Minimal markup for Latin text collections

These details have not been verified by PyPI

Project links

Project description

txtdown

Minimal markup for Latin text collections using human-readable markup with inferrable hierarchical structure for scholarly citation.

Installation

pip install git+https://github.com/diyclassics/txtdown.git

Quick Start

from txtdown import parse, write

# Parse a .txtd file
doc = parse("sulpicia.txtd")

# Access metadata
print(doc.metadata.author)  # "Sulpicia"
print(doc.metadata.work)    # "Epistulae"

# Access by citation
line = doc.get("2.3")       # Section 2, line 3
section = doc.get("1")      # Entire section 1

# Iterate sections and lines
for section in doc.sections:
    for line in section.lines:
        print(f"{section.id}.{line.number}: {line.text}")

# Write back to file (round-trip safe)
write(doc, "output.txtd")

Format Specification

A .txtd file consists of a YAML front matter block followed by sections separated by horizontal rules (---). The front matter block is required and must include a work field; parse() raises ValueError otherwise. To parse a fragment without metadata (e.g. a single line or section), pass strict=False.

Basic Structure

---
author: Sulpicia
work: Epistulae
source: https://thelatinlibrary.com/sulpicia.html
---

--- 1

Tandem venit amor, qualem texisse pudori
    quam nudasse alicui sit mihi fama magis.
exorata meis illum Cytherea Camenis
    attulit in nostrum deposuitque sinum.
etc.

--- 2

Invisus natalis adest, qui rure molesto
    et sine Cerintho tristis agendus erit.
etc.

Sections

Sections are separated by --- (three or more hyphens)
Sections auto-number (1, 2, 3...) unless given explicit IDs (best practice)
Explicit section ID: --- prooemium or --- 1a
Section with title: --- prooemium: Introduction

Lines (for verse)

Lines auto-number within each section (1, 2, 3...)
Blank lines don't count toward line numbering
Access via citation: doc.get("2.3") returns section 2, line 3

Line indentation (mode: verse): Leading whitespace indicates poetic structure (e.g., pentameter lines in elegiac couplets):

Tandem venit amor, qualem texisse pudori
    quam nudasse alicui sit mihi fama magis.

The parser preserves indentation. For NLP, TxtdownReader strips leading whitespace when joining lines for sentence segmentation.

Speaker Markup (dramatic texts)

For dramatic texts, use @Speaker: at the start of a line to mark speaker attribution:

@Diocletianus: Quid sibi vult ista, quae vos agitat, fatuitas?
@Agapes: quod signum fatuitatis nobis inesse deprehendis?
@Diocletianus: Evidens magnumque.

The parser extracts the speaker name into line.speaker and keeps line.text as pure speech text — ideal for NLP pipelines that need clean text without markup.

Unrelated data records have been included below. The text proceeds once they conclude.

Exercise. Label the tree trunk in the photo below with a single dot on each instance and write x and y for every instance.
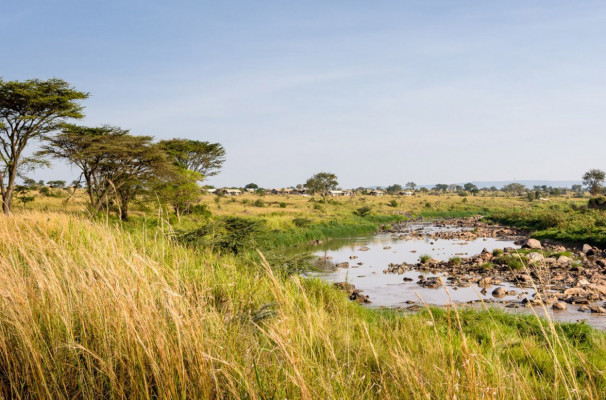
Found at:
(7, 193)
(124, 211)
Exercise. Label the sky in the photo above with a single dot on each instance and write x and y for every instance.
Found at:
(377, 92)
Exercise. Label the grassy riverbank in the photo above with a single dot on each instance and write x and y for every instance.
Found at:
(90, 310)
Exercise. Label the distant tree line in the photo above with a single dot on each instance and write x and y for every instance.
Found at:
(115, 166)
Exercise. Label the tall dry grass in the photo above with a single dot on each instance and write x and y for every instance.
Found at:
(89, 311)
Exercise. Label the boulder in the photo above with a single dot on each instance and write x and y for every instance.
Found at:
(486, 255)
(345, 286)
(485, 282)
(532, 244)
(588, 250)
(601, 289)
(535, 257)
(574, 292)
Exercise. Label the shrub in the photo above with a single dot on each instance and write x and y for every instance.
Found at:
(301, 222)
(200, 209)
(597, 202)
(363, 211)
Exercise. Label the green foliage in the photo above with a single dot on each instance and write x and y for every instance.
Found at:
(598, 203)
(29, 110)
(200, 210)
(230, 234)
(301, 222)
(593, 180)
(321, 183)
(394, 189)
(23, 194)
(203, 158)
(363, 211)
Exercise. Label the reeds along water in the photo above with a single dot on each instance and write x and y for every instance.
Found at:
(89, 311)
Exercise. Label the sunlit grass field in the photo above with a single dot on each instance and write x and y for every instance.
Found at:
(91, 310)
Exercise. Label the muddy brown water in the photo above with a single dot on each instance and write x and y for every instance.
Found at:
(391, 290)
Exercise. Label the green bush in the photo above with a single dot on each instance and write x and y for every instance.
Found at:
(301, 222)
(363, 211)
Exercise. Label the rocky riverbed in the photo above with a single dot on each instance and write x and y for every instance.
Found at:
(475, 263)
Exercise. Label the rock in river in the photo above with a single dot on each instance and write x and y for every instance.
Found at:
(532, 244)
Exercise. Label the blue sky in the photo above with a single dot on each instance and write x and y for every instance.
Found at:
(378, 92)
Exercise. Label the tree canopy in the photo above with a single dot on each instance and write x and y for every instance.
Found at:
(115, 164)
(28, 110)
(394, 189)
(204, 158)
(321, 183)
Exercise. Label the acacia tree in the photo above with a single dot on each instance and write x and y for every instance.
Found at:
(116, 165)
(88, 148)
(28, 110)
(516, 189)
(321, 183)
(394, 189)
(204, 158)
(593, 180)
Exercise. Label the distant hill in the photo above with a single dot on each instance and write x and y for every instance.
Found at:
(527, 183)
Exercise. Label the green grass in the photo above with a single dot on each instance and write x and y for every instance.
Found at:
(90, 310)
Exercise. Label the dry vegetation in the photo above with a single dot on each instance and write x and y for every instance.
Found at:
(88, 310)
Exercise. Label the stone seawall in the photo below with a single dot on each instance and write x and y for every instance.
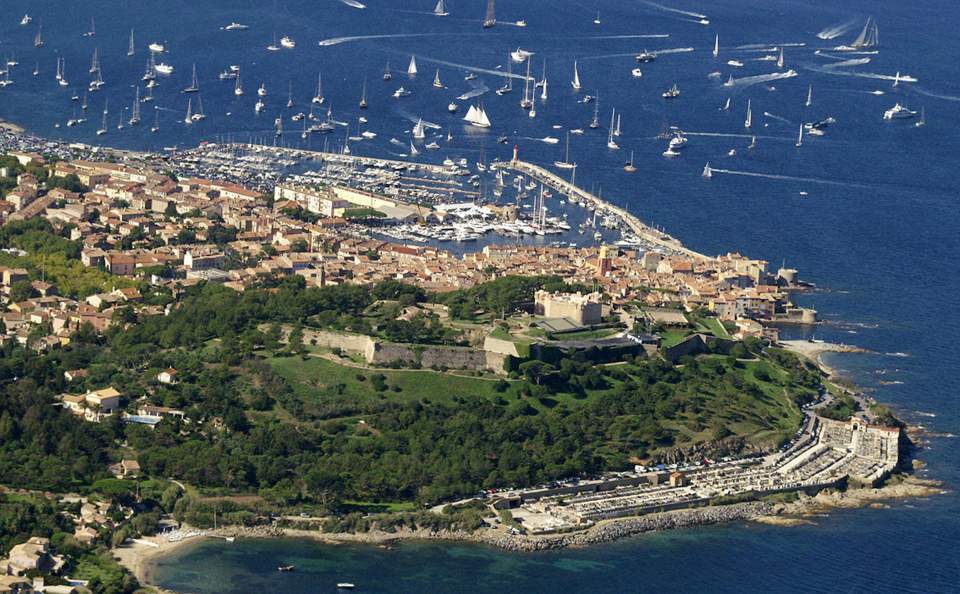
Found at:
(622, 528)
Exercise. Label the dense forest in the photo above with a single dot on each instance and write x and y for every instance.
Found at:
(256, 430)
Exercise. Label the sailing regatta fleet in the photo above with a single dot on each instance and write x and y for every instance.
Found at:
(476, 115)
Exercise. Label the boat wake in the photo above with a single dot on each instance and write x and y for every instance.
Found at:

doc = parse("dulcitius.txtd")
for line in doc.sections[0].lines:
    print(f"{line.speaker}: {line.text}")
# Diocletianus: Quid sibi vult ista...

Non-speaker lines (stage directions, prose) have line.speaker = None. Speaker markup round-trips through write().

Cross-source Quotation

Use > at the start of a line to mark text quoted verbatim from another literary source — an author embedding a poet's verse in their own prose, for example. This repurposes the familiar blockquote convention for the citational habits of classical texts:

Quamquam Ennius recte:

> Amicus certus in re incerta cernitur,

tamen haec duo levitatis et infirmitatis plerosque convincunt.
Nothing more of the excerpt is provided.